A1c (Glycohemoglobin, HgbA1c)

Question from Neuchatel, Switzerland:

I have a friend who has diabetes. I'm interesting in the monitoring of glycosylated hemoglobin and I'm wondering how it is possible to separate the glycated hemoglobin from the native one. I think that in the main part of the tests HPLC is used for this purpose but it will be great if I can see a chromatogram of the two separated peaks (if this is the case). Where I can find this chromatogram? Can you help me?

Answer:

The first point I would like to make is there are a variety of assays for A1c each one of which has its own normal range and coefficient of variation. The College of American Pathologists in its last proficiency testing report listed eight of which the Bayer DCA 2000 monoclonal antibody assay was the most accurate giving 95% confidence limits of +/- 7%, a figure which is almost certainly higher in routine work. The most popular unit was the Abbott IMX (HbA1c) which had a 95% confidence limit of +/- 32%. So your friend needs to find out which method her doctor is relying on and then to look at serial levels rather that the immediately recent one.

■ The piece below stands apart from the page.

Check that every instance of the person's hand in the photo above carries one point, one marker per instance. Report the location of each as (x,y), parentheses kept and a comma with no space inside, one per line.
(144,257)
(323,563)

If you are near to a medical library you might like to look at a paper which summarises this by Hosseini, HH. et al in Metabolism 48:1498 (1999). HPLC is still used in some very high volume laboratories and depending on the gel used can measure many other hemoglobins especially fetal hemoglobin which used to be a common source of misinterpretation (see Ou, CN. in Clin.Chem. 39:820 (1993), Nowadays in the US instruments like the Bayer 2000 have taken priority over HPLC primarily because of the fact that a result becomes available in a few minutes at the time of the clinic visit.

In brief, A1c levels are no longer reported as chromatogram peak areas or heights though I am sure you could get the information from the supplier of whatever method is used for your friend.